Dario chiude l’articolo sostenendo che quindi i risultati dello studio suggeriscono che i preparati biodinamici non sono efficaci, e che gli scienziati rimarranno probabilmente della loro idea sulla biodinamica (cioè che è una pratica astrologica – quindi secondo il titolo “esoterica”).
Veniamo a noi.
Voglio sorvolare sulla parola “esoterismo”, che è un termine che amo molto, perché filosoficamente designa le forme di pensiero che si basano sulla corrispondenza tra microcosmo e macrocosmo, sulla natura come essere vivo e animato, e in generale sulla convinzione che qualcosa esista a prescindere dalla pura esistenza fisica; purtroppo questo termine nell’ambiente scientifico è ovviamente esecratissimo, e quindi su una rivista che si chiama “Le Scienze” possiamo supporre che non sia stato usato come un complimento.

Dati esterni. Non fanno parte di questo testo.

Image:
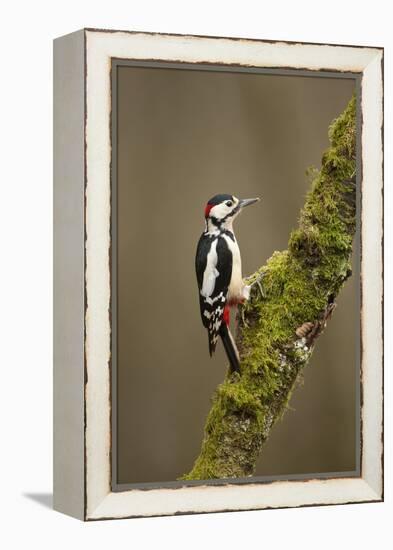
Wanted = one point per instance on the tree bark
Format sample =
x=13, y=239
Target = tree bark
x=278, y=328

Se leggete qui (ma è solo un esempio) potete apprendere che questo termine è stato utilizzato anche in modo improprio, dalle correnti new age e neopagane, dalle tradizioni massoniche e da tante correnti mistiche minoritarie, e questo è uno dei motivi per cui questa parola evoca sensazioni negative. La famosa confusione di cui vi parlavo anche qui.
Per amor di giustizia devo dirvi che in una risposta ad un commento sul suo blog Dario spiega che i titoli e i sottotitoli non sono opera sua, ma della redazione. Questo non toglie che chi legge l’articolo partendo dal titolo ha immancabilmente un approccio negativo nei confronti della biodinamica, vedendola accoppiata ad un termine del quale si è abusato in ogni modo.
Voglio dirvi adesso alcune cose sull’articolo vero e proprio; cose che ho saputo da Matteo Giannattasio (e non per una folgorazione esoterica), il quale, quando è venuto a conoscenza di questo articolo, ha replicato con un post sul blog della rivista Valore Alimentare.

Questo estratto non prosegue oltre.